On Tue, Mar 29, 2022 at 07:22 AM, Jean-Paul wrote:
Bonjour at these power level best practices woul us a switching supply not
linear
We use large Variacs to reduce Inrush.
The thought of sudden application of DC bus to vintage mil equipment is bad.
The mil-surplus equipment I'm interested in powering has dynamotors. As you know a DC motor is nearly a short circuit when stationary, and very few if any dynamotors had a soft-start circuit. They are designed to have the DC "suddenly" connected with a big switch, after all... If you're concerned about electrolytics reforming I would have done that already with external power supplies before just throwing the switch :) same for the dynamotor bearings, I always remove and relube them.
The big problem with switching supplies is that they cannot handle momentary overloads without shutdown, thus unsuitable for motor-start applications. And the inrush current on a dynamotor is usually 3-4 times the full load rating. That holds true for the large rotary inverter I'm powering (FL = 115 amps, inrush = 420 amps).

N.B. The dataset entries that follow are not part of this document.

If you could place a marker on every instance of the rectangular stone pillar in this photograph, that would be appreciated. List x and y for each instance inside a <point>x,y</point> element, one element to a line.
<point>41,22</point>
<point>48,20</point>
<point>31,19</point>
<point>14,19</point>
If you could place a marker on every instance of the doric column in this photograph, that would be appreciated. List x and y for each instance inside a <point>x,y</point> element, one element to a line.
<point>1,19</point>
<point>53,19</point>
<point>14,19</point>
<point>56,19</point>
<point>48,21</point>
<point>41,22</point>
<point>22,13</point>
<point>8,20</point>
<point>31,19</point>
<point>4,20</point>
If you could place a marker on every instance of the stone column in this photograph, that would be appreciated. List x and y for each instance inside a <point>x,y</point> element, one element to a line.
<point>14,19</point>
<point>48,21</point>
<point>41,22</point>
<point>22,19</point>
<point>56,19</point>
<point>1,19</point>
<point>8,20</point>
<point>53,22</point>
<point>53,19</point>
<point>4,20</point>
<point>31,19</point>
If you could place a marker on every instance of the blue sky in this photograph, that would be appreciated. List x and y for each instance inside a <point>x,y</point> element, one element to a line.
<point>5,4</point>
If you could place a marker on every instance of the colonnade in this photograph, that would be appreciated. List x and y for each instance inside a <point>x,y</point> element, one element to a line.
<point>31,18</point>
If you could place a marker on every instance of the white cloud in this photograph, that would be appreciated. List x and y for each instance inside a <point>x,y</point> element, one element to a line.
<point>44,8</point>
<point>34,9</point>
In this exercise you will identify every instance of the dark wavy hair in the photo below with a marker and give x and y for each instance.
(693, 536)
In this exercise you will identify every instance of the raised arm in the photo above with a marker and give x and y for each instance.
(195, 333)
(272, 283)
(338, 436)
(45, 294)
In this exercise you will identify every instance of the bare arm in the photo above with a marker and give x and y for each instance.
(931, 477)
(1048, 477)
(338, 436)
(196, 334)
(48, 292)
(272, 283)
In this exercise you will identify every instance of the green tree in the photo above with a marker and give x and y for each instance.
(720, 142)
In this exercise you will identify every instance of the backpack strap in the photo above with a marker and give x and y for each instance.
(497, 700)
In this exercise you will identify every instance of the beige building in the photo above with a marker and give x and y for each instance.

Also the switchers are not inexpensive at this size. The weight (50+ lbs) of this linear supply is not a problem, and it's not that much physically larger than a 3000 watt switcher, or stacked smaller ones. In fact, to handle the starting surge of this inverter, I would need switchers capable of supplying the full 420 amps which would be VERY costly. Or rig a pair of floating 12 volt batteries, which are also expensive, bulky and heavy.